Anschließend kam es von 1992 bis 2004 zu einer Phase der Entspannung. Im Februar 2005 fiel der damalige Premierminister Rafik Hariri einem Attentat zum Opfer. Als Folge brach die sogenannte Zedernrevolution aus, die als Hauptforderung den Abzug der syrischen Truppen aus dem Libanon postulierte. Die sogenannte 14. März-Bewegung machte Syrien direkt für die Ermordung Hariris verantwortlich, zumal dieser zuvor die Stationierung syrischer Truppen im Libanon kritisiert und die Umsetzung der UN-Resolution 1559 gefordert hatte. Diese sieht den Rückzug aller ausländischen Truppen aus dem Libanon und die Entwaffnung und Auflösung der im Libanon aktiven Milizen vor, womit insbesondere die Hisbollah gemeint ist. Tatsächlich zog Syrien noch im April 2005 seine Truppen aus dem Libanon ab.

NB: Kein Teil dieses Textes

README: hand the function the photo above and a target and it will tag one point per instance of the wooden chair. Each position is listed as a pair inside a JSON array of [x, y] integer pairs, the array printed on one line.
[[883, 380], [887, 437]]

Die zivilen Behörden übten zwar weiterhin die Kontrolle über die Streitkräfte und andere Sicherheitskräfte aus, gleichzeitig operierten aber palästinensische Sicherheits- und Milizkräfte, die Hisbollah und andere extremistische Elemente außerhalb der Leitung oder Kontrolle der Regierung (USDOS 20.4.2018). Im Jahr 2013 hatte die EU die Hisbollah auf die Terrorliste gesetzt; im Gegensatz zu den USA allerdings nur deren militärischen Arm und nicht den im Parlament vertretenen politischen Arm (SpiegelOnline 22.7.2013).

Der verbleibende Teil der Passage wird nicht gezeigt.